I have seen that as well. Linux is a great OS, and I admire Linus Torvalds for starting the Linux project. But a lot of Linux geeks are extremely selfish and self-centered. They live in a very small world.
It’s comical in a way.
Like people who are hard-core into Dungeons and Dragons.
Teenage boys who have dreams of Elvira, Mistress of the Dark!
Remember, Linux is positively “BURSTING WITH FUNCTIONALITY”!!
It’s a very cloistered world.
They have yet to realize the capital that is peoples past experiences with various computers. Many times, I’ve seen on Linux boards someone would pose a question “Ho do I do Z??”
The Linux brain trust comes back and says “Why do you want to do that? You’d be much better off doing R”
The person asking the original question is bound to think “Well, I was just getting used to the idea that I might be able to get Z to work, and now they tell me I gotta use R? WTF?”
Linux probably does have the highest level of what someone might call the snobbery quotient to it. And that works very much against mass acceptance.
Nobody wants to be made to feel stupid just for asking a question.
The problem is not with Linux geeks, but geeks in general - It is just the unfortunate circumstance with Linux that the geek interaction is not buffered by the help-desk type. When you ask for help for Linux, you are invariably going to be addressing a Linux guru, and they have heard your question a hundred thousand times... and they HATE it.

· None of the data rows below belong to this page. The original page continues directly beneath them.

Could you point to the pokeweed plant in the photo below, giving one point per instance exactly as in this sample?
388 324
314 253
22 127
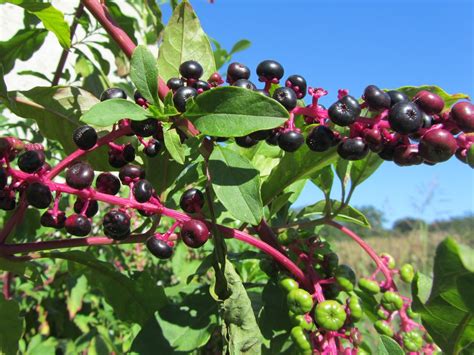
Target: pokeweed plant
193 245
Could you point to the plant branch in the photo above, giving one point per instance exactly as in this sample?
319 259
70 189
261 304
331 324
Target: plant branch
65 53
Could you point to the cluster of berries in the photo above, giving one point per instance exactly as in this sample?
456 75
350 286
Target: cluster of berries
33 181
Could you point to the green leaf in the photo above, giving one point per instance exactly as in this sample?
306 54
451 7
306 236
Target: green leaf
236 184
347 214
243 333
57 111
174 146
449 99
52 19
301 164
388 346
21 46
446 315
144 73
234 112
11 326
109 112
184 39
132 300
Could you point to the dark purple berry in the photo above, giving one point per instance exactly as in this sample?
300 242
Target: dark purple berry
175 83
130 173
344 111
78 225
38 195
405 118
192 201
182 95
159 248
194 233
352 149
116 225
80 175
31 161
237 71
437 145
245 84
53 220
320 139
142 191
245 141
429 102
286 97
191 70
107 183
376 98
396 97
269 70
113 93
92 208
290 141
144 128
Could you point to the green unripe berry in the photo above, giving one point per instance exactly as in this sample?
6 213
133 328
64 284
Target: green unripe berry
345 277
300 338
407 273
392 301
369 286
299 301
383 327
412 341
330 315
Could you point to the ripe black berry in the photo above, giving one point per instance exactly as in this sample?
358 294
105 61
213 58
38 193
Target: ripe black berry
269 70
31 161
429 102
7 200
113 93
159 248
142 191
80 175
116 225
405 118
396 97
320 139
376 98
78 225
237 71
245 141
191 70
201 85
38 195
245 84
182 95
437 145
130 173
286 96
91 210
192 201
107 183
352 149
53 220
175 83
344 111
463 114
290 141
144 128
152 149
194 233
298 84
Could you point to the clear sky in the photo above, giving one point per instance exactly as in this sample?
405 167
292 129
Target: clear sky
351 44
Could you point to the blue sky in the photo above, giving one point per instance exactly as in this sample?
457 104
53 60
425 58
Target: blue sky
351 44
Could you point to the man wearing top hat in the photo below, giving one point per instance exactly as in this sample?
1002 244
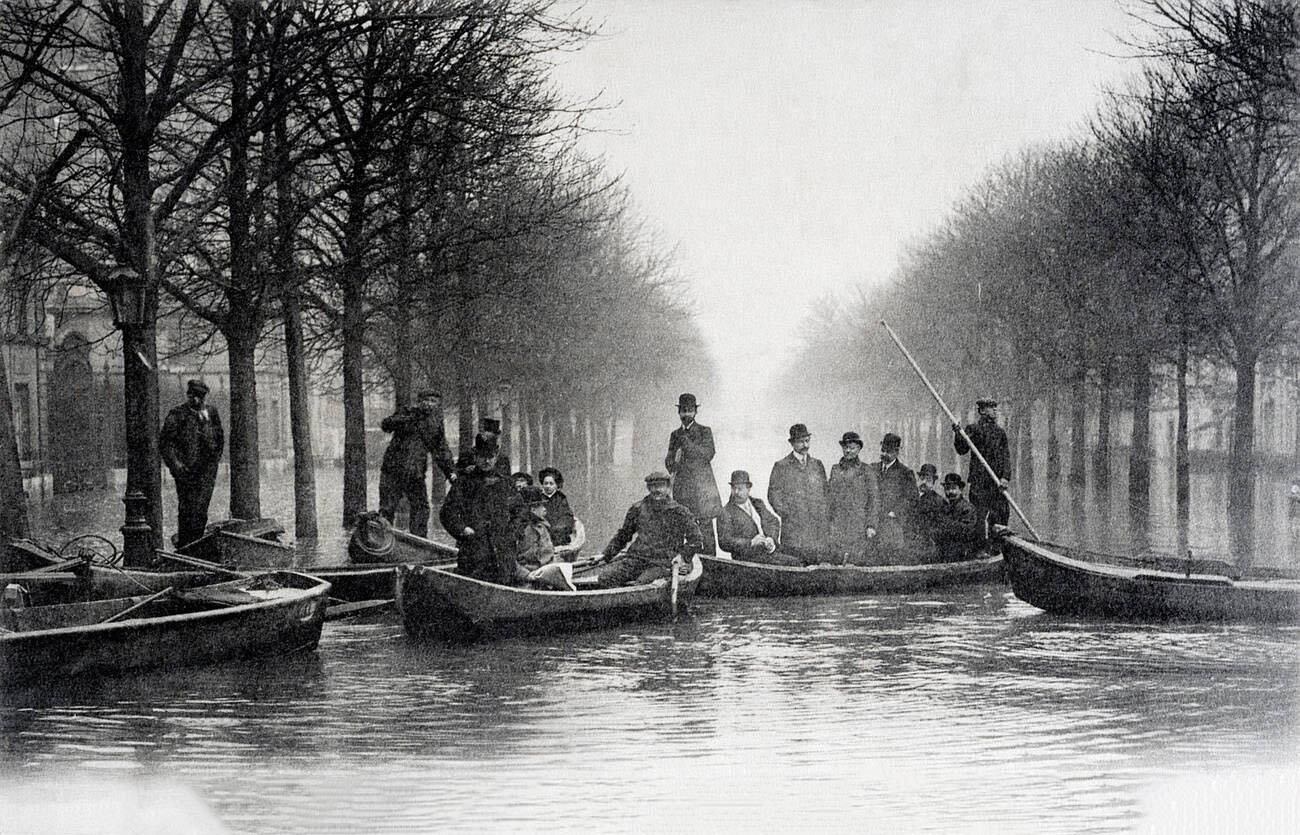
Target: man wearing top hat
854 502
987 493
748 530
897 496
417 432
797 493
489 429
190 445
957 530
690 451
658 532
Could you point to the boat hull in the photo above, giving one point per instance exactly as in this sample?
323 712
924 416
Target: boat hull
440 602
1066 583
736 578
285 624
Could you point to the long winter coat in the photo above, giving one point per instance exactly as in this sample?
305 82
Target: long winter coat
854 503
797 493
690 451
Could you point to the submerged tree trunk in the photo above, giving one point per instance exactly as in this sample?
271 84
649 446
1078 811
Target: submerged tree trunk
1240 487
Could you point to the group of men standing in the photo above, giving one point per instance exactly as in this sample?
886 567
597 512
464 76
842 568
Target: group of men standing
859 513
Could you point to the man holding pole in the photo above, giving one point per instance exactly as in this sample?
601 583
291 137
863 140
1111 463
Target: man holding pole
986 493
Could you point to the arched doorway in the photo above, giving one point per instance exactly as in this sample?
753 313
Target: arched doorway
76 419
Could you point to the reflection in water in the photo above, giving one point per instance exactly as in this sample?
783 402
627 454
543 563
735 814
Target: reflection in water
947 710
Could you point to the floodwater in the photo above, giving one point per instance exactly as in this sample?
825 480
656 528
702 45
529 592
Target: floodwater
957 710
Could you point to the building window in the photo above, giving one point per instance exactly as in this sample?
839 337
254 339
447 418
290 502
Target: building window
22 419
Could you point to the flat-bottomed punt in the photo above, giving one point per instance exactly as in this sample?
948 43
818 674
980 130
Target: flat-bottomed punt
1074 582
737 578
276 613
437 601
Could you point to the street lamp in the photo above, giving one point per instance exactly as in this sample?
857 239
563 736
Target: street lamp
128 297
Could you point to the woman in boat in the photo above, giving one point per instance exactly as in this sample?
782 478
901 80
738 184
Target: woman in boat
536 559
558 511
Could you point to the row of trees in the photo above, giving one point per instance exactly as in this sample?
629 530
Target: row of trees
1168 237
388 189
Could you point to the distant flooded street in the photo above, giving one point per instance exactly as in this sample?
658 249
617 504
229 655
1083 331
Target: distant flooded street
927 712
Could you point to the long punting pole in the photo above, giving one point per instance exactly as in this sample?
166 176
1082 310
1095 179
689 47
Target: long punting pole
962 432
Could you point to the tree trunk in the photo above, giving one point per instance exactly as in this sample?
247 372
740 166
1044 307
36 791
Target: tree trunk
13 500
1139 457
1240 493
299 420
245 477
1182 463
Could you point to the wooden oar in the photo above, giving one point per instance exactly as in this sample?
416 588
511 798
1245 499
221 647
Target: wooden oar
139 605
962 432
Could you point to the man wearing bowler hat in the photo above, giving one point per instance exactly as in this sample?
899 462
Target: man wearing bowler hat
957 531
690 451
797 493
854 502
659 535
987 493
190 445
748 530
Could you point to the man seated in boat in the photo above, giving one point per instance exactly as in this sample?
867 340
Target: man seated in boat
657 533
480 513
536 553
748 530
558 511
958 531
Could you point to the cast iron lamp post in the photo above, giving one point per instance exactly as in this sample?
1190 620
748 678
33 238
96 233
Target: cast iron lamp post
126 294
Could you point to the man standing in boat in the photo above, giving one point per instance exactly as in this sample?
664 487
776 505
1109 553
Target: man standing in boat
987 493
797 492
658 533
417 432
480 514
190 445
854 502
957 531
690 451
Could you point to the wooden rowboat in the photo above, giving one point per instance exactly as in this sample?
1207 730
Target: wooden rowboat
737 578
1074 582
268 614
440 601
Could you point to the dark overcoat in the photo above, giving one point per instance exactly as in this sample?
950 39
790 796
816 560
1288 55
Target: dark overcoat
797 493
689 462
736 528
854 505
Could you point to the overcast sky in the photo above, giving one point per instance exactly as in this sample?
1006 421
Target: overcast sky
792 150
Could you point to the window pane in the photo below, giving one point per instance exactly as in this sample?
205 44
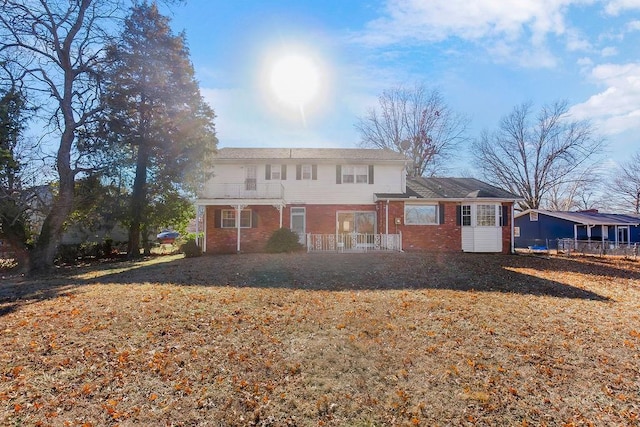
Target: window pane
362 174
466 215
486 215
365 222
346 222
306 171
228 219
421 214
275 171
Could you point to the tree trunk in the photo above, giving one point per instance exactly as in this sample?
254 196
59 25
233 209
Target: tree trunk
138 201
43 254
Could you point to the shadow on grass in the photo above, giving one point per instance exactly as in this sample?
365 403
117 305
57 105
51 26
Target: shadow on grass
333 272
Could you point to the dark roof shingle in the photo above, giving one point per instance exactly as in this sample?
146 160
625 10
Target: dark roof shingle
456 188
362 154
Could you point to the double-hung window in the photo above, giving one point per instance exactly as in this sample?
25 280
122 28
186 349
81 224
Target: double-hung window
275 172
228 218
358 174
486 215
421 214
466 215
306 172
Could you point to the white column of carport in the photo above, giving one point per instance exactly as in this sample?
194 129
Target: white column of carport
238 211
513 234
279 207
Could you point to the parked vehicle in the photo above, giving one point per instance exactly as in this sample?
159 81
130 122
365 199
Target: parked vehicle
168 236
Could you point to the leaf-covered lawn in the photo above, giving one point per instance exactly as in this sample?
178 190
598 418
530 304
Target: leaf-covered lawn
334 340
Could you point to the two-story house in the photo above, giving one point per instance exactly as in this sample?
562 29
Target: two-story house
347 199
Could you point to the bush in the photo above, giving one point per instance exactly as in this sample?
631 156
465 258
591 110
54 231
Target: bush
190 249
283 240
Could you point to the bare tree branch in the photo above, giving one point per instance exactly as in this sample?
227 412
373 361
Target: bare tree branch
541 158
415 122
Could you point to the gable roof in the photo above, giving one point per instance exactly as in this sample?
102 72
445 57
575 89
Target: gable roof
450 188
587 217
456 188
348 154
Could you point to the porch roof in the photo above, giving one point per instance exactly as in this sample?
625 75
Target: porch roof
349 154
588 217
449 189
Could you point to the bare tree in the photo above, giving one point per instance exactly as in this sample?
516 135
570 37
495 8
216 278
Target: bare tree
418 123
58 45
532 158
624 191
581 193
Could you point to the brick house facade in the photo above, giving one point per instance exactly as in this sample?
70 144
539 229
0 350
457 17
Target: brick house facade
255 191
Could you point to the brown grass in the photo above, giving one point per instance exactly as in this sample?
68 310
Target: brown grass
335 340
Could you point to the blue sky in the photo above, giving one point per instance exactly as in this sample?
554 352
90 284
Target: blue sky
484 56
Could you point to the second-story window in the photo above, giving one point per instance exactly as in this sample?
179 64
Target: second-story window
358 174
306 171
275 172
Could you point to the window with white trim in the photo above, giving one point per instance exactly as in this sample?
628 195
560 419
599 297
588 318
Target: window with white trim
307 172
358 174
421 214
486 215
276 172
466 215
228 218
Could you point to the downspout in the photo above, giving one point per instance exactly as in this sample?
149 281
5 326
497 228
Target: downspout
197 222
386 216
513 234
204 226
238 228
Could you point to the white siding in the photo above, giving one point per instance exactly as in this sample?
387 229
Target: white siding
481 239
324 190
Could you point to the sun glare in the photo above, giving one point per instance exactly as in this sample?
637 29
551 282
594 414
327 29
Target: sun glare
295 80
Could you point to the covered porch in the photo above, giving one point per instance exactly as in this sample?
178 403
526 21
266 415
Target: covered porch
239 198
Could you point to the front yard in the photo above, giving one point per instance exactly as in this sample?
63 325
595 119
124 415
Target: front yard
325 339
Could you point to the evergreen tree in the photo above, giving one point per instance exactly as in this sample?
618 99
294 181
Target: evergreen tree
156 114
13 221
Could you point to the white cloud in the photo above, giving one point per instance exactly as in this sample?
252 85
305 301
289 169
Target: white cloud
513 31
438 19
616 109
609 51
614 7
633 26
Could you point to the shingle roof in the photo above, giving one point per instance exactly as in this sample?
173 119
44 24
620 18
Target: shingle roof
456 188
588 217
308 154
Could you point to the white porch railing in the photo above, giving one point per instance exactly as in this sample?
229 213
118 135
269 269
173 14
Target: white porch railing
245 190
595 247
353 242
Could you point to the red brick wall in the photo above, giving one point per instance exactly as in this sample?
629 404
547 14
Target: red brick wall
321 219
445 237
266 220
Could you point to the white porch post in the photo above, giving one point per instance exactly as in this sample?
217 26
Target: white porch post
386 226
197 223
512 227
238 211
279 207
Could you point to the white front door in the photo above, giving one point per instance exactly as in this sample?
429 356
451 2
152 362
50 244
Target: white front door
481 229
299 223
250 178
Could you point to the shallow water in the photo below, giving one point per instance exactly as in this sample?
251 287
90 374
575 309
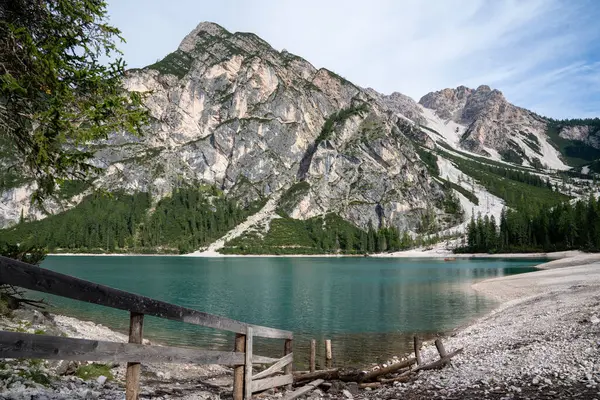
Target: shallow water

It is no different in Windows programmers. If your question bypassed the help-desk types and went directly to the guys in the artificial light of the basement, with keyboards covered in Cheetos dust, and a serious Mountain Dew buzz going on, you would get EXACTLY the same reception.
Geeks are geeks. they tend not to be very sociable. Linux will catch up on that account - with more users, more help desk types and bow-tie boys are likely to join the ranks... there will be a tipping point.